Do you think that Montana’s rural libraries will be as important to small-town communities in 2051 as they are now?
Libraries are currently transforming into places that provide more than just books and DVDs. They have become dynamic centers of learning, places to meet, and keepers of the flame of social equity. They offer services that range from providing computer classes to fostering community gardens. Throughout history libraries have changed to adapt to the needs of a particular generation. Rural libraries will most certainly choose to remain places that are aware and proactive to changing times.
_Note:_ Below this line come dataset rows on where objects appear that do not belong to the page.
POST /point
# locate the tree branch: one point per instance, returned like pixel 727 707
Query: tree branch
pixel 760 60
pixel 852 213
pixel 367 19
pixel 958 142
Do you think the possibility of environmental change could have an impact on Montana’s rural libraries in 2051?
Environmental change will most assuredly have an impact on the communities that rural Montana libraries serve since Montana is such an agrarian state. Again, rural libraries will need to keep pace with the changing needs of the communities they serve.

What would you like to see changed about Montana’s rural libraries by 2051?
The Montana Shared Catalog, which is a consortium of 177 libraries (public, school, academic, medical, and special libraries) sharing their resources. Montana libraries are already doing an incredible job of collaborating to serve our growing population’s needs. The need to share resources, to innovate, and to be attuned to our communities’ needs will only increase as time goes by.
Do you think the Thompson-Hickman Library may service a much larger population by 2051?
Since the Thompson-Hickman Library serves all of Madison County, the population of the entire county inevitably will change as years progress to 2051. Although it’s difficult to project how much the population will grow, it is fairly safe to assume that it will go beyond the approximately 9,000 people currently residing here. All the libraries within the county will need to continue to partner in order to accommodate the increased population.

As Virginia City’s legendary history recedes further into the past, how will rural libraries like the Thompson-Hickman Library help to preserve that era for posterity?
The Thompson-Hickman Library building houses the Dick Pace Archives as well as the Thompson-Hickman Museum. The Pace Archives moved into its new, climate-controlled space in 2015. The museum, found on the lower level of the original library building, has been in operation since the building was open to the public in 1922. Both of these institutions are dedicated to preserving history for posterity. Both institutions can only grow in importance and value with the passage of time.

Visitor to Thompson-Hickman library
One of the visitors to the Thompson-Hickman library!